Both parties are making their arguments in Pierce County Superior Court now.

Share story

TACOMA, Wash. — Republicans went to court today to try to stop King County from counting hundreds of recently discovered ballots in the unbelievably close governor’s race, even as the latest results of a hand recount further trimmed Republican Dino Rossi’s lead.


Rossi won the Nov. 2 election over Democrat Christine Gregoire by 261 votes in the first count and by 42 after a machine recount of the 2.9 million votes cast.


Friday afternoon, with all but two of Washington’s counties reporting results of the hand recount, Rossi had picked up just one net vote over Gregoire.

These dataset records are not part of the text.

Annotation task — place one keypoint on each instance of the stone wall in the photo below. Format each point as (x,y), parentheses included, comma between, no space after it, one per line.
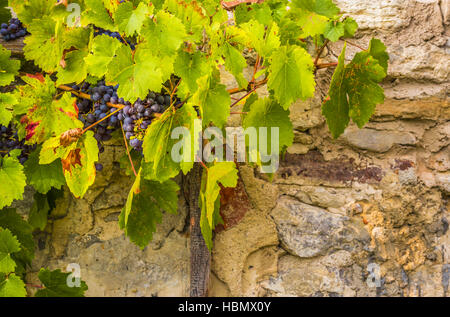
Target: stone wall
(374,199)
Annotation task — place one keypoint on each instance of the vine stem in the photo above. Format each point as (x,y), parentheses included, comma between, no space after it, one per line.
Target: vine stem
(320,52)
(128,151)
(356,45)
(174,90)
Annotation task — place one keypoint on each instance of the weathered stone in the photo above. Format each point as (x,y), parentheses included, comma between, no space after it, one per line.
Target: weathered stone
(308,231)
(377,141)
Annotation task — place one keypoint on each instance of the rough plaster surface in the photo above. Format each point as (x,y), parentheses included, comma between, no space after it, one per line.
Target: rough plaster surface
(376,197)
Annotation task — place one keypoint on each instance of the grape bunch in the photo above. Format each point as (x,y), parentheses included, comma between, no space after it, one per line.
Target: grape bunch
(116,35)
(9,141)
(137,118)
(96,109)
(133,118)
(12,30)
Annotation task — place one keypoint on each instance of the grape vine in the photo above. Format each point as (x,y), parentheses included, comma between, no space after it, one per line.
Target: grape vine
(135,70)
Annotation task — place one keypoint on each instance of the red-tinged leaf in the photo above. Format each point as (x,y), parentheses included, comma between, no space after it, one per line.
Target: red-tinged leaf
(45,116)
(31,130)
(78,158)
(70,136)
(71,160)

Pierce County’s results shrank his overall lead from 74 to 43.


King County — the state’s most populous and a Gregoire stronghold — and Spokane County are the only two that haven’t finished their manual recounts.


King County officials and Democrats want to include 723 newfound ballots in the hand recount, saying they are valid ballots that were mistakenly rejected because of county workers’ errors.


“If these votes had been counted originally, Christine Gregoire would probably be our governor right now,” said Lisa Cohen, spokeswoman for the Democratic State Party’s recount effort. “We have to correct errors, that’s the whole point of the recount.”


But Republicans say it’s too late to add newly discovered ballots to the recount now.


“This is a recount, not a recanvassing,” said Diane Tebelius, a GOP attorney. State law allows recanvassing only when there are questions about overvotes and undervotes, she argued, and the court shouldn’t allow adding hundreds of ballots to the mix six weeks after the election.


Pierce County Superior Court Judge Stephanie Arend was hearing arguments from both sides this afternoon.


Republicans wanted a temporary restraining order to stop elections workers from taking the newly discovered ballots out of their outer envelopes, which bear the voter’s signature.


Chris Vance, state GOP chairman, said removing the envelopes would make it far more difficult to determine where the ballots came from, whether they were stored correctly and why they were not counted previously.


Bill Huennekens, King County elections superintendent, said the county would not separate any ballots from their security envelopes until the lawsuit is decided.


Party observers and reporters watched this morning as King County election workers searched for more mistakenly rejected ballots, and found 150 to add to the 573 identified earlier in the week.


As a King County sheriff’s deputy stood guard, a county worker unlocked the floor-to-ceiling cage that surrounded hundreds of trays of ballots kept in a south Seattle warehouse. Four workers silently flipped through plastic trays and pulled out ballots coded “no signature on file.”


Huennekens said the 150 ballots, like the 573 found earlier this week, were mistakenly rejected because there was a problem with how the voters’ signatures had been scanned into the county’s computer system. County workers should have checked for a paper signature to verify the ballot during the original count, but instead they were put in the reject pile.


Officials discovered the mistake Sunday, when County Councilman Larry Phillips found his name on a list of rejected ballots and complained.


On Monday and Tuesday, county workers searched and found 573 mistakenly rejected ballots. Officials later noticed that none of those ballot envelopes contained names beginning with the letters A or B, and only two started with C. That prompted today’s search.


The trays containing ballots from voters with last names beginning with A, B and C were apparently overlooked because they were under other trays, Huennekens said.


“It is a serious mistake we made, but we are going to do the right thing for the citizens of King County,” Huennekens said. “We’ve conducted this election in an open and transparent manner. We’re not trying to hide anything.”


Vance called those ballots “very suspicious.”


Huennekens said county workers were looking for 723 paper records to match the voter signatures on the ballots. They had found more than 300 by today, he said.


Issaquah resident Zach Oaks, 22, whose ballot is among the 723 newly discovered ballots, watched as King County election workers searched today. He said he has about 50 percent confidence that his vote will be counted.


“It’s really pretty ridiculous,” he said.